Was ich auch ahne? Was Jesus getan hätte; in Deutschland, Anfang der 90er Jahre. Er wusste, was dran ist, wenn für Menschen eine Welt zusammengebrochen ist. Das kann ich im Lukasevangelium nachlesen, ganz am Ende. Nach der Kreuzigung heißt es dort:
Sprecher:
Am selben Tag gingen zwei, die zu den Jüngern von Jesus gehört hatten, nach dem Dorf Emmaus, das zwölf Kilometer von Jerusalem entfernt lag. Unterwegs unterhielten sie sich über alles, was geschehen war.
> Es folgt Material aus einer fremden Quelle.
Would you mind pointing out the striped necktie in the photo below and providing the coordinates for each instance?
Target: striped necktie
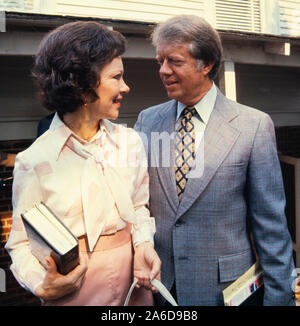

Als sie so miteinander sprachen und alles hin und her überlegten, kam Jesus selbst hinzu und ging mit ihnen. Aber sie erkannten ihn nicht; sie waren wie mit Blindheit geschlagen. Jesus fragte sie: »Worüber redet ihr denn so erregt unterwegs?« Da blieben sie stehen und blickten ganz traurig drein, und der eine – er hieß Kleopas – sagte: »Du bist wohl der Einzige in Jerusalem, der nicht weiß, was dort in diesen Tagen geschehen ist?« »Was denn?«, fragte Jesus.[2]
„Was denn?“ fragte Jesus. Jesus hört erstmal hin. Voller Respekt vor dem, wer die beiden Männer sind und vor dem, was gerade in ihnen vorgeht. Er will erstmal verstehen, bevor er selbst seine Sicht dazulegt.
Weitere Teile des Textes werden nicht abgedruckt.